Food and drinkRecipes

How to cook the custard batter?

The dough, obtained by brewing butter, flour and salt with water and then kneading with a large number of eggs, is called brewed. The brewed dough can be cooked, and can be steamed for several hours. Prepared sugar-free dough has an unpleasant taste, in addition, it is prepared without baking powder. How to make a custard batter you can tell any mistress, and most importantly in this process - strict compliance with the recipe.

The dough itself is quite damp and during the baking process this moisture starts to evaporate intensively, thus a cavity is formed, which is then filled with a filling or cream. The formation of voids inside the baked products is a feature of a custard made from wheat flour.

The most common products from the wheat custard batter are profiteroles and cake eclair, and among the rye flour products the most popular is Borodino bread. In addition, the brewed dough is used for cooking brewed buns and other muffins.

How to make a brewed dough: a recipe for brewed cakes.

Ingredients (per 14 pieces): 300 ml. Water, 70 grams of butter, 300 grams of premium flour, salt, 4 eggs.

Flour the flour, pour it into the boiling water, and stir continuously until it forms a smooth, shiny, homogeneous mass lagging behind the walls of the dishes. Then put the dough into a deep bowl and cool a little. Gradually enter the eggs, carefully mixing after the introduction of each added egg. You can use a mixer or combine harvester. If the brewed dough is cooked correctly, it will be shiny, soft, with difficulty separating from the spoon.

Next, it is necessary to fill the confectionery bag with the resultant test , and, using a nozzle of the desired shape, drop the buttered dough onto the baking sheet. If you do not have a confectionery bag at hand, you can put the cakes on the baking tray with an ordinary spoon.

A tray with cakes should be placed in a preheated oven. At the bottom of the oven put a flat container in which to pour 80 ml. Water for steam formation. Open the oven door immediately and do not open it, so as not to let off steam, which promotes "growth" of cakes.

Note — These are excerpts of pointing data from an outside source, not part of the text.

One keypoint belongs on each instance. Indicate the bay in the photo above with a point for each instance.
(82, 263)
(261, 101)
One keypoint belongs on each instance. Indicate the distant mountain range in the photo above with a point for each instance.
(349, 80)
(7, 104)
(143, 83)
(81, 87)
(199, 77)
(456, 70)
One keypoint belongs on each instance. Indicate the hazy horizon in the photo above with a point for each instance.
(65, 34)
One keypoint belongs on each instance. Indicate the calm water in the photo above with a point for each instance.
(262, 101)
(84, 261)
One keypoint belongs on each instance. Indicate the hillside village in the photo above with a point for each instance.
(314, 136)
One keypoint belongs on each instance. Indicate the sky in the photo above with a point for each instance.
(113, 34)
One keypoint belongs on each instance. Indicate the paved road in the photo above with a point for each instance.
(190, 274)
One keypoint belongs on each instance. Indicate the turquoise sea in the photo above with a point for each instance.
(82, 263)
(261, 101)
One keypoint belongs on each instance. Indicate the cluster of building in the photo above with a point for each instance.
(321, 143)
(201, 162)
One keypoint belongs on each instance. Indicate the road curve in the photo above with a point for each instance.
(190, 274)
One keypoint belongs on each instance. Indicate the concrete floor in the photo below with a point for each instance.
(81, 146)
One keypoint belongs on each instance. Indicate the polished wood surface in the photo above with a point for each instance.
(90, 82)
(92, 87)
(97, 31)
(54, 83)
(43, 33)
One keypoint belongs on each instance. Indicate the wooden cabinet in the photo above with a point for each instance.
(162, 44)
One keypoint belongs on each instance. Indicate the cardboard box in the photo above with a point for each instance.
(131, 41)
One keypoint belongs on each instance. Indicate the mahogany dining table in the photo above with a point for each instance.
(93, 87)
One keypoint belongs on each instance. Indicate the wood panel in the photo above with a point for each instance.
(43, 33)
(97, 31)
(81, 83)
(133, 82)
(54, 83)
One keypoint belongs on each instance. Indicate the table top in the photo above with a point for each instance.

Bake cakes should be 25-30 minutes, and the first 10 minutes the oven can not be opened, so that the cakes do not "fall down" and do not wrinkle. After the products are baked, remove them from the oven, put them on a grate and cool them. Bring cooled products to condition according to the prescription, i.e. fill with filling or cream.

Tip: if you intend to stuff the resulting products, remember that they need to be cut warm.

If you add 30-50 grams of grated cheese to a ready-made basic test and mix well, you will get a cheese dough. From it you can make cheese balls, for this you need to spread a dough into boiling oil and fry for 3-5 minutes. Adding to the water with the oil used for brewing the dough, and sugar, you will get a sweet brewed dough, from which you will get excellent brewed buns.

From the brewed dough you can make delicious pancakes. For their preparation you will need: 300 grams of flour, 500 ml. Kefir, 2 eggs, 0.5 teaspoons of salt, sugar and soda, 4 tablespoons of vegetable oil.

Eggs beat up and add kefir, sugar and salt to them, mix thoroughly. Put on fire and heat up to 60C with constant stirring. Remove from heat, add the sifted flour through the sieve (to the density of the dough for pancakes). Dilute the soda in a glass of boiling water, mix, pour into the dough with constant stirring. Add vegetable oil, mix thoroughly and allow to stand for 40 minutes. Bake pancakes as usual on a well-heated frying pan, fry from two sides. Finished pancakes spread on a plate and greased with a piece of butter, pinned on the fork.